A satellite is revolving round the earth in a circular orbit of radius `r` and velocity `upsilon_(0)`. A particle is projected from the satellite in forward direction with relative velocity `upsilon = (sqrt(5//4) - 1) upsilon_(0)`. Calculate its minimum and maximum distances from earth's centre during subsequent motion of the particle.

The corresponding situation is shown in figure

Initial velocity of statellite `V_(0) = sqrt(((GM)/(a)))`
When particle is thrown with the velocity v relative to satellite, the resultant velocity of particle will become
`V_(R )=V_(0)+V`
`= sqrt(((5)/(4)))V_(0) = sqrt(((5)/(4)(GM)/(a)))`
As the particle velocity is greater than the velocity required for circular hence the particle path deviates from circular path to ellipticle path.

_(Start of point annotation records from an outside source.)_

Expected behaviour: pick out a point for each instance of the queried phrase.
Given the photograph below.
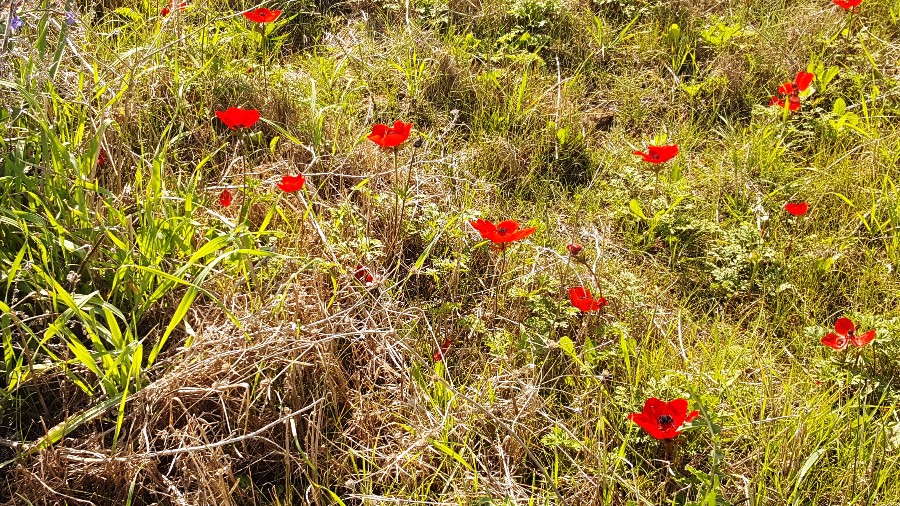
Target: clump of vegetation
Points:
(535, 251)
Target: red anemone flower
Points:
(165, 11)
(796, 208)
(235, 117)
(658, 154)
(582, 299)
(439, 354)
(663, 420)
(501, 233)
(792, 90)
(793, 102)
(390, 137)
(574, 248)
(363, 275)
(847, 4)
(225, 198)
(845, 333)
(290, 184)
(262, 15)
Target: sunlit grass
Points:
(161, 347)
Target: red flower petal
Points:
(658, 154)
(663, 420)
(582, 299)
(803, 80)
(847, 4)
(574, 248)
(235, 117)
(786, 88)
(863, 339)
(502, 233)
(835, 341)
(165, 11)
(363, 275)
(390, 137)
(844, 326)
(225, 198)
(290, 184)
(796, 208)
(262, 15)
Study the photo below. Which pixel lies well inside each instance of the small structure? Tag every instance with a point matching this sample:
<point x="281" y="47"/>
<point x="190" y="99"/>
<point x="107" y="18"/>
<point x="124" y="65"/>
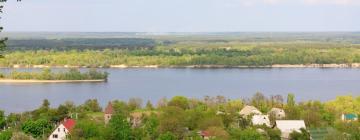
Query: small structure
<point x="205" y="135"/>
<point x="63" y="130"/>
<point x="261" y="120"/>
<point x="109" y="111"/>
<point x="277" y="113"/>
<point x="349" y="117"/>
<point x="288" y="126"/>
<point x="136" y="118"/>
<point x="249" y="110"/>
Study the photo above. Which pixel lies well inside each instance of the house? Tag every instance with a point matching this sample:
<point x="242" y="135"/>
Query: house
<point x="205" y="135"/>
<point x="136" y="118"/>
<point x="109" y="111"/>
<point x="261" y="120"/>
<point x="63" y="130"/>
<point x="349" y="117"/>
<point x="288" y="126"/>
<point x="249" y="110"/>
<point x="277" y="113"/>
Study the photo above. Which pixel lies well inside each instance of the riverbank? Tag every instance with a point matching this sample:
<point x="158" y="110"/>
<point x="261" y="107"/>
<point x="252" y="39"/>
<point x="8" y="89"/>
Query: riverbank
<point x="353" y="65"/>
<point x="9" y="81"/>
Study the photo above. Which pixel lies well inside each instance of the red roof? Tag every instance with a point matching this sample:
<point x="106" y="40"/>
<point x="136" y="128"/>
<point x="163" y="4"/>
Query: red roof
<point x="69" y="124"/>
<point x="109" y="109"/>
<point x="205" y="133"/>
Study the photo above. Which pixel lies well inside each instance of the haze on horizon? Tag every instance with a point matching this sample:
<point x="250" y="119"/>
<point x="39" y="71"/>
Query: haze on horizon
<point x="181" y="16"/>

At postions of minimu and maximum distance velocity vector are perpendicular to instantaneous radius vector. In this elliptical path the minimumm distance of particle from earth's centre is a and maximum speed in the path is `V_(R )` and let the maximum distance and minimum speed in the path is r and `V_(1)` respectively. Now as angular momentum and total energy remain conserved. Applying the law of conservation of angular momentum, we have
`mV_(1) r =m(V_(0)+V)a` [m = mass of particle]
or `V_(1)=((V_(0)+V)a)/(r )`
`= (a)/(r )[sqrt(((5)/(4)(GM)/(a)))]`
`=(1)/(r )[sqrt(((5)/(4)xxGMa))]`
Applying the law of conservation of energy
`(1)/(2)mvV_(1)^(2) - (GMm)/(r ) = (1)/(2)m(V_(0)+V)^(2)-(GMm)/(a)`
or `(1)/(2)m((5)/(4)(GMa)/(r^(2)))-(GMm)/(r )=(1)/(2)m((5)/(4)(GM)/(a))-(GMm)/(a)`
`(5)/(8)xx(a)/(r^(2))-(1)/(r )=(5)/(8)xx(1)/(a)-(1)/(a)=(3)/(8a)`
or `3r^(2)-8a r+5a^(2)=0`
or `r = a` or `(5a)/(3)`
Thus minimum distance of the particle = a
And maximum distance of the particle `= (5a)/(3)`